While the international exhibition industry has always aspired to keep ahead of government regulations, especially those regarding access and facilities for the disabled, the Disability Discrimination Act of 1995 has given rise to a new and challenging set of issues that could prove costly to resolve.

In what many will hope does not set a precedent, an Australian multiplex cinema is about to be re-launched, despite the fact that it is less than five years old. The refurbishment was undertaken in order to provide increased facilities for disabled people and was prompted by a successful legal challenge.

A wheelchair-bound teenager complained to the Human Rights and Equal Opportunity Commission about the six-screen Reading Boadwalk Cinema at Mandurah, when it was still brand new. Her complaint was not that there were no facilities for physically handicapped people like herself, but that she had to sit too close to the screen or be carried to a seat. When that action failed she took legal action and an out-of-court settlement was reached.

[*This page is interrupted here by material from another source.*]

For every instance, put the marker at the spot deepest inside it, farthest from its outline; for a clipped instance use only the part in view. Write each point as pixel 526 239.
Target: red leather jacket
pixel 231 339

The Mandurah City Council, which owns and leases the building to Reading Cinemas, subsequently added suitable seating at the back of the cinema as well as two lifts, at considerable cost. The cost to Reading was fewer seats. But the lesson that has emerged is that no amount of design effort will ever provide complete indemnity.

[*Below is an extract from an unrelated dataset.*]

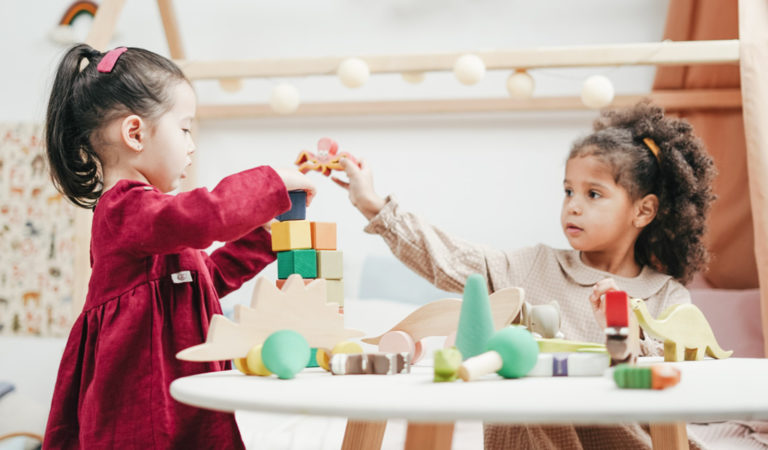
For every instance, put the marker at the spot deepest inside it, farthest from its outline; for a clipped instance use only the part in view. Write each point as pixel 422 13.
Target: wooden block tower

"We have since doubled our (design) effort in every cinema but it is not possible to be confident that someone won't successfully argue a different case in the future," said Reading chief executive Neil Pentecost. "This dispute was over where people want to sit. Just as you and I might not be able to agree where to sit in a cinema, getting consensus from every disabled community is extremely difficult. You have to consult as widely as you can but it is almost impossible to meet everyone's needs."

The Mandurah cinema is an hour south of Perth on Australia's west coast. It was the second Australian cinema opened by Reading, which now has over 90 screens and is the country's fourth biggest exhibitor. Ironically, Reading regularly uses architect Sandy Blythe, who has long experience designing cinemas and is a para-olympian himself.

But it is not just in the area of special needs that the cinema industry is having to exercise vigilance. The successful case of a teacher who hurt her back after not realising that the seats in a Hoyts Cinema were retractable is a second recent Australian example of the care needed when designing public cinemas. The negligence case, which hinged on the lack of warning signs, was won on appeal in February but a further trial to determine damages has yet to be held.